Inwieweit sich die Signa Holding bisher tatsächlich eine größere Retailexpertise aufgebaut hat, lässt sich bisher schwer abschätzen. Einerseits finden sich weder im Executive Board noch in der Geschäftsführung Handelsexperten. Stattdessen sind Immobilien- und Fondsexperten an Bord, die das nach Unternehmensangaben mehr als sechs Milliarden Euro schwere Immobilienportfolio verwalten. Andererseits gehören zahlreiche Innenstadtimmobilien – auch in Deutschland – zum Portfolio, zu denen auch weitere Einzelhandelsimmobilien gehören. Signa-Fonds werden von vermögenden Privat- sowie institutionellen Investoren gezeichnet.

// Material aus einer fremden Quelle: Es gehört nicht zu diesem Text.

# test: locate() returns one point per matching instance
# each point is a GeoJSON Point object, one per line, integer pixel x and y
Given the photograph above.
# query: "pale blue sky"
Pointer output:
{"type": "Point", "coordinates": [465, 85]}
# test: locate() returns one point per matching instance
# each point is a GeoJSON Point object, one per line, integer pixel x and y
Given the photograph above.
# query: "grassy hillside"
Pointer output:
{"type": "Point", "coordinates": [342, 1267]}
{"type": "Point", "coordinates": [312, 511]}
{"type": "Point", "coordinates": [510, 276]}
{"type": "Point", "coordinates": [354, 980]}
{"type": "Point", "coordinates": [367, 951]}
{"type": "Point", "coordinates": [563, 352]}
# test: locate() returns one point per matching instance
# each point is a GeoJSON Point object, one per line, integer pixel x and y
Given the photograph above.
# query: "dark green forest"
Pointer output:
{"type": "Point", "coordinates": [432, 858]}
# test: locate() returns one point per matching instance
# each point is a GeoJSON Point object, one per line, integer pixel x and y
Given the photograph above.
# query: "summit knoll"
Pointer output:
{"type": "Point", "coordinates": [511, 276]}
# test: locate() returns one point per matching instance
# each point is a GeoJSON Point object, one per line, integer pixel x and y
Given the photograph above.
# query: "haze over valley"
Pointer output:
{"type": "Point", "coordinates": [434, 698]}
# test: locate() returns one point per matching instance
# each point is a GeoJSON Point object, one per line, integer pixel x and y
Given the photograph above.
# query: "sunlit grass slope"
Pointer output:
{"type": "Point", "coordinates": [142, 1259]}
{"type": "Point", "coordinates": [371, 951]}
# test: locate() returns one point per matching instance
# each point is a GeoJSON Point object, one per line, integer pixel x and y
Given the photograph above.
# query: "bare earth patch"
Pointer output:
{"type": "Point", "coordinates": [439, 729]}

Die Signa Holding selbst verfügt über Kontakte in diverse Branchen – allein im Beirat sitzen gut vernetzte Unternehmer wie Roland Berger und Wendelin Wiedeking sowie der ehemalige österreichische Bundeskanzler Alfred Gusenbauer.

Dass Karstadt jedenfalls von Nicolas Berggruen kein nennenswertes Engagement zum Erhalt als Handelshaus mehr erwarten darf, war spätestens Anfang Juli 2014 klar, als sich die schwedische Karstadt-Chefin Eva-Lotta Sjöstedt nach nur fünf Monaten wieder verabschiedete. Die ehemalige Ikea-Managerin sollte eigentlich für eine neue Perspektive sorgen, wurde aber allem Anschein nach lediglich als Einspar-Managerin benötigt, weshalb sie die Konsequenzen zog. Seit ihrem Rückzug wird die Karstadt Warenhaus GmbH von Chief Finance Officer Miguel Müllenbach und Arbeitsdirektor und Chief Human Resources Officer Kai-Uwe Weitz geleitet.